The bogus unwinding information comes from functions in the __unbox section. We currently don't generate any unwind information for that so presumably the linker generates its own "dummy" one and fails to sort it properly. I'll investigate whether generating it ourselves makes a difference.

Update: It does not. :/

filipnavara commented 6 months ago

Response from Apple:

Thank you for filing the feedback report.
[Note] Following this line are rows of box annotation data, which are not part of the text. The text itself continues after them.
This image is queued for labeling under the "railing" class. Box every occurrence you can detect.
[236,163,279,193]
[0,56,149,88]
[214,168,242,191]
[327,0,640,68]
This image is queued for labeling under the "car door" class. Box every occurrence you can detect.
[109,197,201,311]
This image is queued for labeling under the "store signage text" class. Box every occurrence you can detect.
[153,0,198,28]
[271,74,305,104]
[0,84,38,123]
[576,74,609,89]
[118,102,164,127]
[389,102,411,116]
This is a bug in our linker.

You can use the following workaround until a fix become available: Please use the -Wl,-Id_classic linker option

ivanpovazan commented 2 months ago

Regarding:

Maybe the right course of action for 8.0 is to use -ld_classic until ld_prime becomes more stable?

Apple announced that they are removing this linker option in https://developer.apple.com/documentation/xcode-release-notes/xcode-16-release-notes so this problem becomes more pressing.

filipnavara commented 2 months ago

Apple updated my Feedback tickets with request to try Xcode 16 and report back.

filipnavara commented 2 months ago

The original problem with corrupted unwind tables seems to be fixed [with Xcode 16 Beta 1] on the few small samples that I tried. We need to do a full run to make sure that there are no other issues.